The UV-3R is a basic radio, with just the most basic of features. It's missing some pretty substantial features that nearly every other HT on the market has. Its veeeery slow scan speed, coupled with its lack of a "Scan Skip" make the UV-3R nearly useless for scanning. There is no Auto Power Off, so just hope you don't leave your HT on to find it dead later. There are no DTMF tones, so no Echolink or IRLP with this radio (yes, I know the radio lacks a keypad, but it's "big brother" radio, the Yaesu VX-3R, has capabilities to program in DTMF strings). There are no provisions for CTCSS tone scan, either. And, there are no alpha tags, but that's not necessarily a deal-breaker for me.

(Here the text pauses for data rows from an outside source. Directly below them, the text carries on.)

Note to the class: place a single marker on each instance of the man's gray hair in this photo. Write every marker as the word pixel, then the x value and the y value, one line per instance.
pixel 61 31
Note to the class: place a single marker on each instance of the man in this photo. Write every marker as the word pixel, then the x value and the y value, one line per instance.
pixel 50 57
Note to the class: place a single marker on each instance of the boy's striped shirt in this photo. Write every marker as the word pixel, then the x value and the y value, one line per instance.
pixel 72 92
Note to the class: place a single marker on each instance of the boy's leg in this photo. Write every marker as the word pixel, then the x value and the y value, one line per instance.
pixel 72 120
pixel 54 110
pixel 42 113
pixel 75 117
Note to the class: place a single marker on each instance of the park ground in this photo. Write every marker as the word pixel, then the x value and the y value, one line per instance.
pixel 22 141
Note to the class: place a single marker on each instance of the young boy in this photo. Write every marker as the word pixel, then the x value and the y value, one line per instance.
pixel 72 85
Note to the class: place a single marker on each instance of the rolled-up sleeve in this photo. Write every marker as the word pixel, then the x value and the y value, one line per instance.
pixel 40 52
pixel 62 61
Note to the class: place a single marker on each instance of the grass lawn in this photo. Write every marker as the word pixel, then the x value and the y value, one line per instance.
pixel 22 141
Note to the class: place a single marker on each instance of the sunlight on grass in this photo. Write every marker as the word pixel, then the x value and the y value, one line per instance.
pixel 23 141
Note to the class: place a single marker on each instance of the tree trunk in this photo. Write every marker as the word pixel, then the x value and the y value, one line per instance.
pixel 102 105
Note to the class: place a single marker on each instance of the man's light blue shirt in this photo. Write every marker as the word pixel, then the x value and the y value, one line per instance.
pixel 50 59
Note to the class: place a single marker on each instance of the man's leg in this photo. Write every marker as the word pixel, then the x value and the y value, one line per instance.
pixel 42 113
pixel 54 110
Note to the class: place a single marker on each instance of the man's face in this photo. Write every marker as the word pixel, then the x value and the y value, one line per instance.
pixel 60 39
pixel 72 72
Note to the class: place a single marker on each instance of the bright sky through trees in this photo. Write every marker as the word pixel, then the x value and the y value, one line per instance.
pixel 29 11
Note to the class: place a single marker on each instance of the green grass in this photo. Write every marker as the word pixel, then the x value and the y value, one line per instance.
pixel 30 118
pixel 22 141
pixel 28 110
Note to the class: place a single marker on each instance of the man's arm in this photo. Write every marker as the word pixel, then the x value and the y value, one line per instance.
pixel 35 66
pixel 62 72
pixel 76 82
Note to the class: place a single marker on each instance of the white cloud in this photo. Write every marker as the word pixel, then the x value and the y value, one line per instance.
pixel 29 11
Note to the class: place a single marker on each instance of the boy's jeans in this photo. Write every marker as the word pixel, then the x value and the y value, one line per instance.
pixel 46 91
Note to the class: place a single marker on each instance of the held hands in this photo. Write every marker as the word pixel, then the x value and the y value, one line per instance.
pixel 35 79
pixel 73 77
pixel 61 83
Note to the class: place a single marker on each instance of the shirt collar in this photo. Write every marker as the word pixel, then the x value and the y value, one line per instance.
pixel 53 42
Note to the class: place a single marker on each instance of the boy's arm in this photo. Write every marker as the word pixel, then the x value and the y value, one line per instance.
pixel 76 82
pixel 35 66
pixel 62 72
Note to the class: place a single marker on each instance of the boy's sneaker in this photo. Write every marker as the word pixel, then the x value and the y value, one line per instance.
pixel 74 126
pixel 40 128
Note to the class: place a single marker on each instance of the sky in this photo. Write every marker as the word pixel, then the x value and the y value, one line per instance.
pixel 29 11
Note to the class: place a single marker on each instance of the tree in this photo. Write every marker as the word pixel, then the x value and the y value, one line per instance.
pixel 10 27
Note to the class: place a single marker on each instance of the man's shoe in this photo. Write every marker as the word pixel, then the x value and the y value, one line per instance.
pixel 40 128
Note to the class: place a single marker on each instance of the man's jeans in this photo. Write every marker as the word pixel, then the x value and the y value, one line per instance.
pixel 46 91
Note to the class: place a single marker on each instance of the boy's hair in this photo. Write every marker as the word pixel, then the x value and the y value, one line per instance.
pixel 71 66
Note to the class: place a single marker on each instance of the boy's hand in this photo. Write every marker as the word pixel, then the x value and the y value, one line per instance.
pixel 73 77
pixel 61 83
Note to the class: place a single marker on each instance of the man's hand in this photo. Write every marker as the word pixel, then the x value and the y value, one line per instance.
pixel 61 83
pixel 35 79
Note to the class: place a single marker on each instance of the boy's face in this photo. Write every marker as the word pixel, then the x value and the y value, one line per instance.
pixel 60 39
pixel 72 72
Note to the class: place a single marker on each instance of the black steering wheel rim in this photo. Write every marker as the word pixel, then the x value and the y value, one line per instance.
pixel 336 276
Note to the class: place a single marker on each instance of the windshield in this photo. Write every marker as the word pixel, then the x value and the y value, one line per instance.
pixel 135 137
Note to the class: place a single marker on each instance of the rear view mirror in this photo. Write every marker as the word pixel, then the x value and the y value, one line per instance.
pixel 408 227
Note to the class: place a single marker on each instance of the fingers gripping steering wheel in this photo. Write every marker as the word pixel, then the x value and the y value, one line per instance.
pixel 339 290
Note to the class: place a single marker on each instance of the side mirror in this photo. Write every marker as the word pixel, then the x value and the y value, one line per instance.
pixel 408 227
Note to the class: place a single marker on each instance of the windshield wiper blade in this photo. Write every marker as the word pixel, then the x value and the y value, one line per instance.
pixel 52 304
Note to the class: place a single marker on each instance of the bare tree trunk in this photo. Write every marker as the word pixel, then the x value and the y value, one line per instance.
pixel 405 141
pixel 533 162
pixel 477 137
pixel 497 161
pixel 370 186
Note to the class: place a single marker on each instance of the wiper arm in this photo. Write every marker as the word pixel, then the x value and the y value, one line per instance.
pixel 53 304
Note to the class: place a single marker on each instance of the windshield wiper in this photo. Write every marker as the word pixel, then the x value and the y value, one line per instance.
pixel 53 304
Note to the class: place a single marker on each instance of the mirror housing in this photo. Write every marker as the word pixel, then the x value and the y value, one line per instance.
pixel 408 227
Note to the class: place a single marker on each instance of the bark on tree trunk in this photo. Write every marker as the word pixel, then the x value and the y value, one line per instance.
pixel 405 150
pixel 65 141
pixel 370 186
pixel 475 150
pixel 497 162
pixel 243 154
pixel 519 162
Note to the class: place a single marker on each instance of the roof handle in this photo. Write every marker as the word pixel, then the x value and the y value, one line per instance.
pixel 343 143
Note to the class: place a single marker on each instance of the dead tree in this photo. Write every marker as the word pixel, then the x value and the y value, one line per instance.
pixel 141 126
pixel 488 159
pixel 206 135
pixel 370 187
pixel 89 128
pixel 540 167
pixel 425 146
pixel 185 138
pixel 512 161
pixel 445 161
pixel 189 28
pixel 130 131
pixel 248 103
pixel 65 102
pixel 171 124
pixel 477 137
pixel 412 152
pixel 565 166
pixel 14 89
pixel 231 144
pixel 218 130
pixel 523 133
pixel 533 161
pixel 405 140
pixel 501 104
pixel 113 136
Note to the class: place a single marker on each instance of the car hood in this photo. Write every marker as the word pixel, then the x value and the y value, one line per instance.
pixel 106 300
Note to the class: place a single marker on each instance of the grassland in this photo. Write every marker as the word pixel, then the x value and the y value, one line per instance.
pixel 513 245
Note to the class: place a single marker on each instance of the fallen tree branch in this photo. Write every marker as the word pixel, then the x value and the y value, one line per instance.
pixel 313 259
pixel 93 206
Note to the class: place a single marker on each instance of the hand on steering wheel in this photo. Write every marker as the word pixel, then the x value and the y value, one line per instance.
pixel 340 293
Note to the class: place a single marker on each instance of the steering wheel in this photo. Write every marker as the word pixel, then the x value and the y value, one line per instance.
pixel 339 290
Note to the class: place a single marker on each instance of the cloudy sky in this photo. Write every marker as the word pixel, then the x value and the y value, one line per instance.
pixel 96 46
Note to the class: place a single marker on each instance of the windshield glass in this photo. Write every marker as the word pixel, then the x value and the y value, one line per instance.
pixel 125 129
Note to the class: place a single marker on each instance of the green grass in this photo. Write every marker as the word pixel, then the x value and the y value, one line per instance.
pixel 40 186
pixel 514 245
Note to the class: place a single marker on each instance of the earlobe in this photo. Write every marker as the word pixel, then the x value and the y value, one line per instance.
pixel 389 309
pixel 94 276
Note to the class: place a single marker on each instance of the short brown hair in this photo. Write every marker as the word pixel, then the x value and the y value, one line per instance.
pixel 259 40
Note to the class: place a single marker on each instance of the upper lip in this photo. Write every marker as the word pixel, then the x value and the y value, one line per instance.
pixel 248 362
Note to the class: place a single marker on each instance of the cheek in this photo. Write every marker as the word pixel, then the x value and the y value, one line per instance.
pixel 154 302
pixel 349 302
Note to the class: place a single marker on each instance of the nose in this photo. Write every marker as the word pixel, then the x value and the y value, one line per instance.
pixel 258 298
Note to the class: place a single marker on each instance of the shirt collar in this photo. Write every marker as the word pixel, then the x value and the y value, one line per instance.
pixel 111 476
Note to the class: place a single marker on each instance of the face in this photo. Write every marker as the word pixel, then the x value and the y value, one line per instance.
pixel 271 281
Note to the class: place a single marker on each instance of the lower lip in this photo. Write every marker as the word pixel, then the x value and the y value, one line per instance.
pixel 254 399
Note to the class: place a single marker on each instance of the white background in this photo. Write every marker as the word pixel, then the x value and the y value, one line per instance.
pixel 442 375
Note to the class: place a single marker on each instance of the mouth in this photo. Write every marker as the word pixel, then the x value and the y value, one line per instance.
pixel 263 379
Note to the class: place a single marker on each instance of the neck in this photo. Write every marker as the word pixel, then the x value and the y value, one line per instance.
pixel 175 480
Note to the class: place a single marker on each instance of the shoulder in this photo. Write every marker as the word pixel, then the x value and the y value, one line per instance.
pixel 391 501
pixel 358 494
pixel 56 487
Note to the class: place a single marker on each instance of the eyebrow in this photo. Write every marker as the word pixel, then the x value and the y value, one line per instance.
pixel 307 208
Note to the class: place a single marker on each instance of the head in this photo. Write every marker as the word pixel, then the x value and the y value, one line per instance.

Probably the biggest shortcoming of the radio is that it comes, out of the box, with FULL TX capabilities. This, coupled with the dumb "Alert" feature that is activated by holding the mysterious "F/A" button on the side of the radio, invites the possibility of UV-3R owners mistakingly transmitting a constant siren noise on their local public service frequencies. (Don't ask me how I know this.) I downloaded the free software and adjusted the TX and RX freqeuencies to the ham bands only, since the radio does not provide the capability to have separate ranges for transmit and receive.

After that long rant, I'm sure most who are still reading are wondering why I rated the radio a "4 - Good". Well, I thought I'd save the best for last...

The transmit audio sounds great! The receive audio is also great, with plenty of volume and plenty of "low end" from the radios tiny little speaker. I was really taken back by the audio quality of this radio.

Next, the LED "flashlight" is quite useful. I've found myself using it quite often.

This radio comes with a LiON battery that charges quickly and seems to provide a long usage period between chargings. The battery can be replaced for anywhere from $3 - $13, depending on whether you get the generic knockoff from China off eBay, or the "official" Baofeng battery. The battery charges on an outboard stand, so if one were to purchase a second battery you could literally use your UV-3R 24/7.

Once you figure out the programming sequence, the UV-3R is actually quite easy to program. If you make changes to a memory channel (tones, offset, etc) after it is programmed, you do not have to "re-save" the channel like you do with most other radios. The changes are saved automatically, which is a nice touch. The Baofeng UV-3R is *much* easier to program than the Wouxun dualbander I previously owned.

Finally, this radio is a phenomenal deal at ~$50. My radio even came with a little earbud microphone that sounds good. Yes, the UV-3R comes nowhere near holding a candle to the dualband HT offerings of Icom, Kenwood, and Yaesu, but it is 1/4 - 1/3 of the price.

If one purchases the UV-3R as their primary/only handheld radio, they've seriously shortchanged themselves. But if you're looking for a back-up/secondary HT to throw in the glove box, use for crossbanding around the house, or to loan to your clumsy ham friends, the UV-3R would make a great, inexpensive choice.